Me preguntaba uno que qué me parecía que usaran un macdonal como sacristía. Respondo que las sacristías de las multitudinarias multi-concelebradas Misas papa-viajeras no desentonan con una hamburguesería, les va bien como recinto ocasional.

Quería otro que comentara lo del exabrupto-regalo del blasfemo-crucifijo de Evo Morales. Respondo que entra dentro de lo que cabe esperar del presidente boliviano (así como de la receptividad de la diplomacia francisquista que no evitó el caso, supuesto que esas cosas no son, propiamente, sorpresas, sino detalles que se preparan, se saben y se discuten previamente). Conque tal para cual. Cosas más vulgares se regalan, como la canasta de granja de la queen de la Gran Bretaña, no hace mucho, in palatio ipso vaticano. Si la reputadísima experta granbretañesa se portó así, que Evo, siendo Evo, regale un crucifijo look leninista, entra dentro de lo coherente coram PP Francisco.

De otros capítulos del viaje papal, diré, como otras veces, que me emocionan los católicos sencillos que aclaman al Papa (que sea, concretamente, Franciscus es una mera eventualidad de sujeto-persona) y le piden bendiciones (que Franciscus les da tan desmañadamente, pergeñando cruces minimalistas, apenas reconocibles en su desaliñado trazo). También me emocionan las devotas veneraciones de PP Franciscus a las imágenes de la Santísima Virgen, gestos sinceramente devotos: También son sinceros y emocionantes sus saludos y gestos de afectos a enfermos y humildes. Son de verdad y dan consuelo.

Las Misas, tocante a la liturgia, son un calco del estándar creado cuando JP2, tal cual, sin variantes perceptibles. Conservan esa conjunción de elementos discordantes-chirriantes en algunos detalles concretos. En la Misa de Stª Cruz, en Bolivia, por ejemplo, el Papa pronunció el 'por muchos/pro multis' en la consagración del Cáliz (¡bien!) pero el coro cantó el 'amen' de la doxología con música y ritmo de espiritual-song (¡muy mal!). Sirva el detalle de ilustración, passim.

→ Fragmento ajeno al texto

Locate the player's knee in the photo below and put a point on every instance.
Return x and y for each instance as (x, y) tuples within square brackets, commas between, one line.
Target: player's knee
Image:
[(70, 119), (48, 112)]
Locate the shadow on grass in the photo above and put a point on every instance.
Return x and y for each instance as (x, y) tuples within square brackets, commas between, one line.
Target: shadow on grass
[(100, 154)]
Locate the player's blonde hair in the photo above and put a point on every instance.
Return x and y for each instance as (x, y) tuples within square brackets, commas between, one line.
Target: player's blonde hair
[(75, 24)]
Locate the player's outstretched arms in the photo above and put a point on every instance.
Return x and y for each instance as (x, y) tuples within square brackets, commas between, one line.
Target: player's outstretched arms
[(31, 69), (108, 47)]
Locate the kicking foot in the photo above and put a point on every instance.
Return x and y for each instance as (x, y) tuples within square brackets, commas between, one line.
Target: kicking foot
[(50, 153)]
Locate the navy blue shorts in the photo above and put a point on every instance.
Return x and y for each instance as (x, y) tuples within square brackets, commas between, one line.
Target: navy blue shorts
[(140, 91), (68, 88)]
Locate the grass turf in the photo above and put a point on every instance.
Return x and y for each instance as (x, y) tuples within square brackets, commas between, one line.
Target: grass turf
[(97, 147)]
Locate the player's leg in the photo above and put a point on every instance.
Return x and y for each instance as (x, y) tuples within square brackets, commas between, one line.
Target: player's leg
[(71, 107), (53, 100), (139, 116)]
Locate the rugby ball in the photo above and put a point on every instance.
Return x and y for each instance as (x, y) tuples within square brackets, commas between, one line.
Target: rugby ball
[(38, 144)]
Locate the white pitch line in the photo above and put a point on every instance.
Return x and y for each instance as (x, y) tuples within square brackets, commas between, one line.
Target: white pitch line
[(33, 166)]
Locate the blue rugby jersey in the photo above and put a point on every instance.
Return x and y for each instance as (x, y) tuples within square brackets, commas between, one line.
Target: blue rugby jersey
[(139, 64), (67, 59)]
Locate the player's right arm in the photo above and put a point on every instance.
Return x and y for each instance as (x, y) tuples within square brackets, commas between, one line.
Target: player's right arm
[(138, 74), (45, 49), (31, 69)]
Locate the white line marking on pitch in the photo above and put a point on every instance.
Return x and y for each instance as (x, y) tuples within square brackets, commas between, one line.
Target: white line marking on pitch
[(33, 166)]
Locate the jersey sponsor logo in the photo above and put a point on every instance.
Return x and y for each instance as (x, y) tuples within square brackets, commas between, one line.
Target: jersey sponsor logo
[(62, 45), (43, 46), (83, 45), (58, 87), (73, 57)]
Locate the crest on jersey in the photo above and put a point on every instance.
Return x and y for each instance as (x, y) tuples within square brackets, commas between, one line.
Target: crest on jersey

Sin embargo, lo que más me alteró la bilis católica fue el sermón, la homilía repelente, del estilo de la que te puede predicar un abominable jesuita modernista:

"...Le piden a Jesús que los despida, ya que es imposible alimentar a tanta gente. Frente a tantas situaciones de hambre en el mundo podemos decir: «No nos dan los números, no nos cierran las cuentas». Es imposible enfrentar estas situaciones, entonces la desesperación termina ganándonos el corazón. En un corazón desesperado es muy fácil que gane espacio la lógica que pretende imponerse en el mundo de nuestros días. Una lógica que busca transformar todo en objeto de cambio, de consumo, todo negociable. Una lógica que pretende dejar espacio a muy pocos, descartando a todos aquellos que no «producen», que no se los considera aptos o dignos porque aparentemente «no nos dan los números». Jesús una vez más vuelve a hablarnos y nos dice: No es necesario que se vayan, denles ustedes de comer. Es una invitación que resuena con fuerza para nosotros hoy: «No es necesario que nadie se vaya, basta de descartes, denles ustedes de comer». Jesús nos sigue diciendo en esta plaza. Sí, basta de descartes, denles ustedes de comer. La mirada de Jesús no acepta una lógica, una mirada que siempre «corta el hilo» por el más débil, por el más necesitado. Tomando «la posta» Él mismo nos da el ejemplo, nos muestra el camino. Una actitud en tres palabras, toma un poco de pan y unos peces, los bendice, los parte y entrega para que los discípulos lo compartan con los demás. Ese es el camino del milagro. Ciertamente no es magia o idolatría. Jesús, por medio de estas tres acciones logra transformar una lógica del descarte, en una lógica de comunión, de comunidad. Quisiera subrayar brevemente cada una de estas acciones.

Toma. El punto de partida, es tomar muy en serio la vida de los suyos. Los mira a los ojos y en ellos conoce su vivir, su sentir. Ve en esas miradas lo que late y lo que ha dejado de latir en la memoria y en el corazón de su pueblo. Lo considera y lo valora. Valoriza todo lo bueno que pueden aportar, todo lo bueno desde donde se puede construir. Pero no habla de los objetos, o de los bienes culturales, o de las ideas; sino de las personas. La riqueza más plena de una sociedad se mide en la vida de su gente, se mide en los ancianos que logran transmitir su sabiduría y la memoria de su pueblo a los más pequeños. Jesús nunca se saltea la dignidad de nadie, por más apariencia de no tener nada para aportar o compartir.

Bendice. Jesús toma sobre sí, y bendice al Padre que está en los cielos. Sabe que estos dones son un regalo de Dios. Por eso, no los trata como «cualquier cosa» ya que toda esa vida, es fruto del amor misericordioso. Él lo reconoce. Va más allá de la simple apariencia, y en este gesto de bendecir, de alabar, pide a su Padre el don del Espíritu Santo. El bendecir tiene esa doble mirada, por un lado agradecer y por otro el poder transformar. Es reconocer que la vida, siempre es un don, un regalo que puesto en las manos de Dios, adquiere una fuerza de multiplicación. Nuestro Padre no nos quita nada, todo lo multiplica.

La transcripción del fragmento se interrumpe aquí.